Escaping query strings with wget --mirror

I'm using wget --mirror --html-extension --convert-links to mirror a site, but I end up with lots of filenames in the format post.php?id=#.html. When I try to view these in a browser it fails, because the browser ignores the query string when loading the file. Is there any way to replace the ? character in the filenames with something else?


The answer of --restrict-file-names=windows worked correctly. In conjunction with the flags --convert-links and --adjust-extension/-E (formerly named --html-extension, which also works but is deprecated) it produces a mirror that behaves as expected.

wget  --mirror --adjust-extension --convert-links --restrict-file-names=windows http://www.example

Solution 1:

See the --restrict-file-names option. While not exactly intended for this particular purpose, --restrict-file-names=windows will probably help you along:

--restrict-file-names=modes

Change which characters found in remote URLs must be escaped during generation of local filenames. [...]

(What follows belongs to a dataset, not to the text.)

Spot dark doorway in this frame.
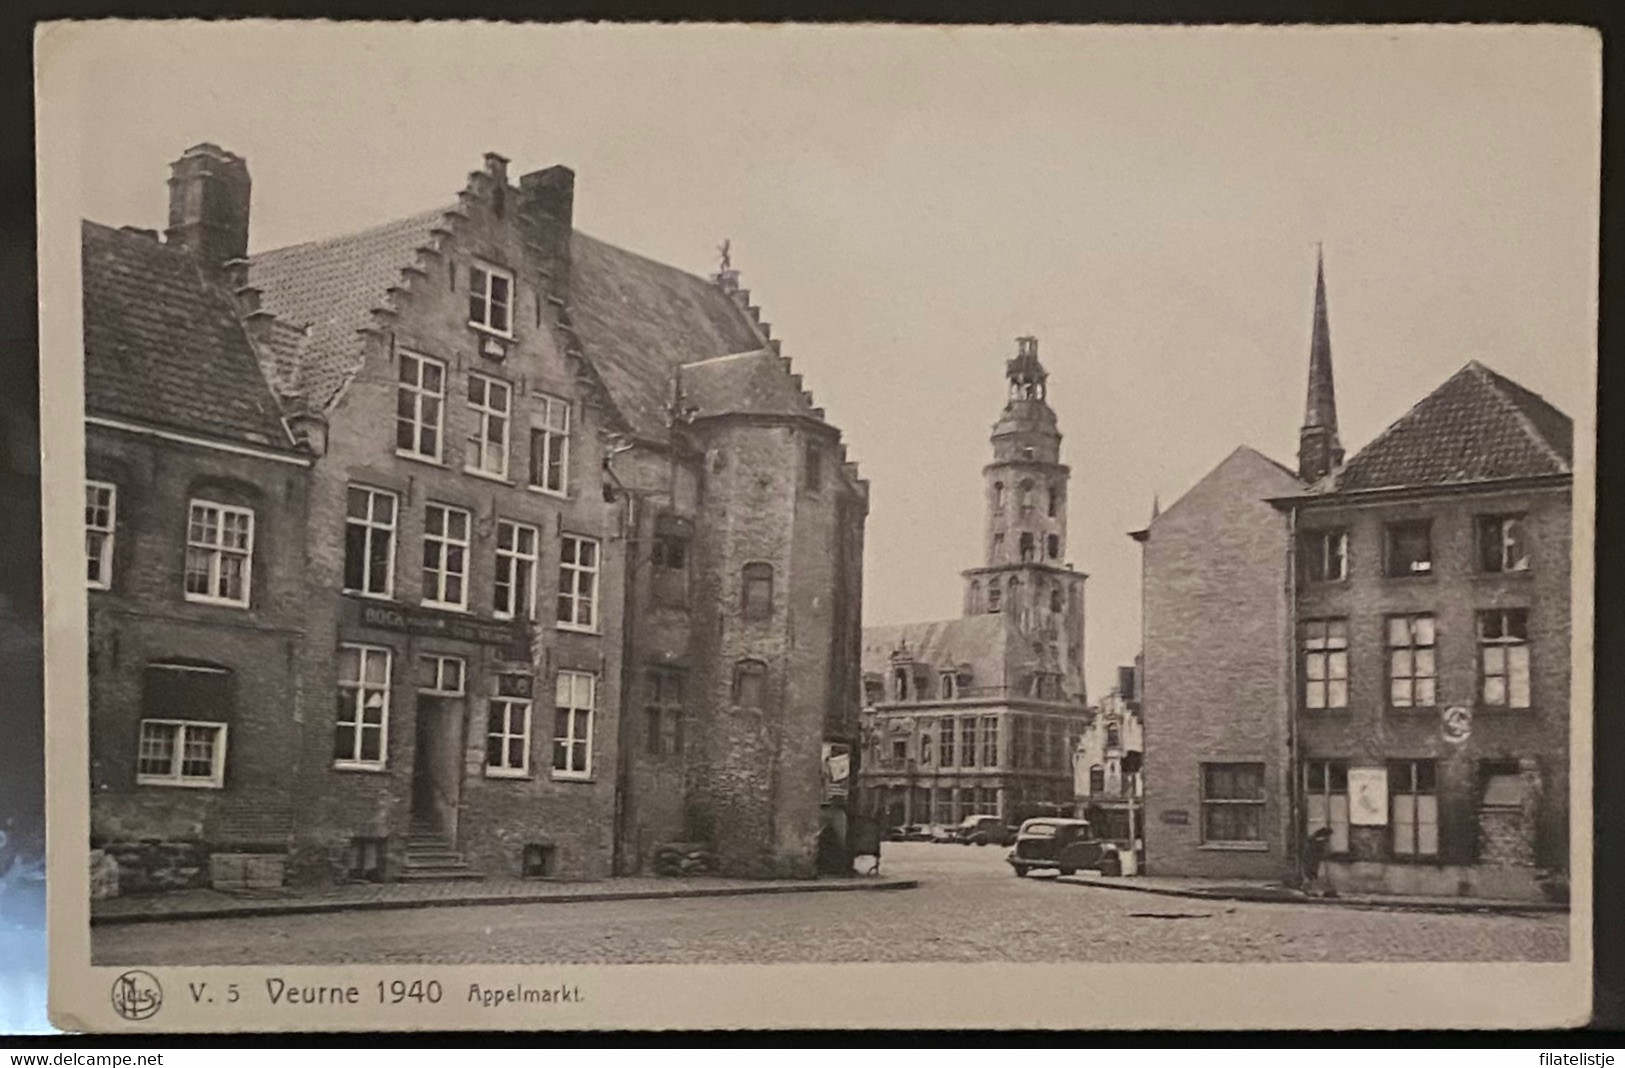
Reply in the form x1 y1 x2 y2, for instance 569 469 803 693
411 694 465 838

When "windows" is given, Wget escapes the characters \, |, /, :, ?, ", *, <, >, and the control characters in the ranges 0--31 and 128--159. In addition to this, Wget in Windows mode uses + instead of : to separate host and port in local file names, and uses @ instead of ? to separate the query portion of the file name from the rest. Therefore, a URL that would be saved as www.xemacs.org:4300/search.pl?input=blah in Unix mode would be saved as www.xemacs.org+4300/search.pl@input=blah in Windows mode.

Solution 2:

Your browser will view it fine if you use an URL like

file:///tmp/example.com/post.php%3Fid=1.html

instead of

file:///tmp/example.com/post.php?id=1.html

Note: if you're having trouble with internal links from downloaded files, it'd be because you terminated wget before it was done with the downloading. Since you specified --convert-links and --html-extension (only applies when those are given), wget would normally fix the links to use %3F instead of ?; however, it does this at the end, after it's finished downloading; if it has been interrupted, it will not have fixed any of the links, and you're left in this predicament. Of course, you can always write a script to go through and fix the links, but...